The film doesn't try very hard to keep up the pretense that it has anything to do with Cruising, a dull potboiler whose latter-day recovery by a certain strain of queer theorists hasn't managed to address the fact that even if it has some interesting representations, it's still pretty crummy at basic thriller mechanics. From the evidence of how they frame (and frame, and frame) their arguments, their images, and their performances, it's entirely possible that neither Franco nor Matthews hasn't even seen Cruising. Instead, it is a platform to allow Franco, playing a modulated, scripted version of himself (Matthews is the film's credited writer), to launch into a series of painful exploratory discussions about what this whole experiment means in the grander scheme of society, and how daring he is for asking these intensely bold questions about what we are and are not comfortable with, and why. Questions that are mind-numbingly juvenile, and cannot possibly come across as new or probing to any of the very self-selecting audience for an experimental psuedo-documentary full of explicit man-on-man blowjobs.

Mostly, Interior.
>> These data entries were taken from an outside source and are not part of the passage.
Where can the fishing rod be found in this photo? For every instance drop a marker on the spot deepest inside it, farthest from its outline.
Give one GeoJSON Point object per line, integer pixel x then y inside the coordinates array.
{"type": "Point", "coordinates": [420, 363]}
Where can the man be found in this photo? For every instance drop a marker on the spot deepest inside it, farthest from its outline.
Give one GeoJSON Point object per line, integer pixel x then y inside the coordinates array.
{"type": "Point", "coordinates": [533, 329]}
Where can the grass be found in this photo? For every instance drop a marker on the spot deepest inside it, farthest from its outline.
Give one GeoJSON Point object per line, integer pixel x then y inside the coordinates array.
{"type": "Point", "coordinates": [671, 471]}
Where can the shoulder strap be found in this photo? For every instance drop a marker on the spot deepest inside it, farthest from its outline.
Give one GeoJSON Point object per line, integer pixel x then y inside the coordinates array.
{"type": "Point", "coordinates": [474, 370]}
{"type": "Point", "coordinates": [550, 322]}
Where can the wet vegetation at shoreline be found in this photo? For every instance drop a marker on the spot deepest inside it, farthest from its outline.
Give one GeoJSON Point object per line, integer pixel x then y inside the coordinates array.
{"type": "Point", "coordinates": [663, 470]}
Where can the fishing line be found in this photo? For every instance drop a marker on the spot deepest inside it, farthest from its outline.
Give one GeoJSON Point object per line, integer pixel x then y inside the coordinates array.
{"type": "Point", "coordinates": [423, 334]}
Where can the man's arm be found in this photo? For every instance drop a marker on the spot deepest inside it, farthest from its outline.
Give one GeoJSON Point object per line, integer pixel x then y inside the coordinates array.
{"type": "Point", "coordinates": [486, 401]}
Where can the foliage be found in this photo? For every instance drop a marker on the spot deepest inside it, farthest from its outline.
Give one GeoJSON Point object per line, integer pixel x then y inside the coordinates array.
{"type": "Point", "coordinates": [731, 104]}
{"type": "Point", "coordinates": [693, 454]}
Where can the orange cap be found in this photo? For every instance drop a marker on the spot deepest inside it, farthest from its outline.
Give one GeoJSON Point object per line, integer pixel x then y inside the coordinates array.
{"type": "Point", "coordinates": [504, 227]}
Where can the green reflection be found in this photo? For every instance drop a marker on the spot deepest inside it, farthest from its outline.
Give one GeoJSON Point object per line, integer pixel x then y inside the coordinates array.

Leather Bar. is massively fascinated with and impressed by James Franco, self-challenging heterosexual visionary whose desire to break down the limitations of labeling and normalising things results in this film about filming the making of a film based on another film. It is possible, and indeed pleasurable, to imagine a version of this film as filtered through the mind of Christopher Guest, where the mingling of documentary and mockumentary would serve to poke fun at the rambling pretension of the actor/scholar/director/author who surrounds himself with people too cowed by his power over all of them (just several weeks after this film's debut at the 2013 Sundance Film Festival, Franco appeared as the lead in Disney's ungainly Oz the Great and Powerful, a fact observed here multiple times) to call him on his aimless verbal splattering, too directionless to work even as provocation. Even Lauren's film-long reiterations of his feeling that the film is a bad idea that makes no sense and makes him feel uncomfortable as an actor is constantly framed in terms of his admiration for Franco, and his conviction that it must be in the service of some greater social purpose, or it wouldn't be happening.
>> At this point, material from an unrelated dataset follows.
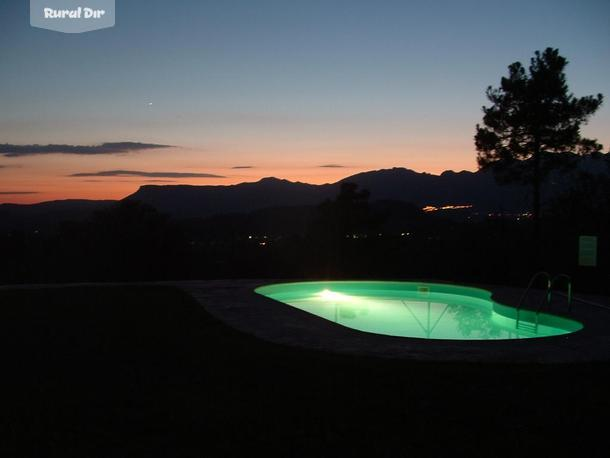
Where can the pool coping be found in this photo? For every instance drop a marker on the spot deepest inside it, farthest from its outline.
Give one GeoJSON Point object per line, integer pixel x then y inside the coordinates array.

At times, almost exclusively in the second half (when the action moves to the film set, and away from Franco's head), there are flashes of the film that Interior. Leather Bar. could have been in the hands of someone with a stronger head for filmmaking, queer theory, or both, than this film evinces (Matthews is an award-winning director of documentary films about the gay male experience, so I am compelled to assume and hope that he's capable of more thoughtful filmmaking than the mish-mash on display here). The best sequence, by far, starts with the recreated footage of two men engaged in oral sex, with pulsing lights and music, cutting suddenly and harshly to the filmmakers shooting their act from multiple cameras, a stark and dare I say it, witty depiction of the distinctly anti-sexy ways in which onscreen sex is filmed, a matter of angles and lighting and choreography. It's a moment that feels like it actually has something to say, and keen insights into its subject matter; other moments like this are peppered in the last half-hour, though it is a chore to find them.

Having something to say, though, is not typically high on the film's agenda. Having something to ask is, but the film so joylessly over-enunciates all of its questions in bluntly literal ways that it leaves the viewer with nothing to engage with, no work to do ourselves. The film could just as easily function as a series of tweets, and even then, it would tend to reveal more about the author's lack of experience with social issues that have been debated well into the past, and on more interesting, sophisticated battlegrounds than Interior. Leather Bar.. Franco, or "Franco", at several points confesses that he's making this project mostly to see whatever happens: that approach can yield surprising, unmediated insights, but as this film proves, it's far likelier for it to end in frivolous tedium.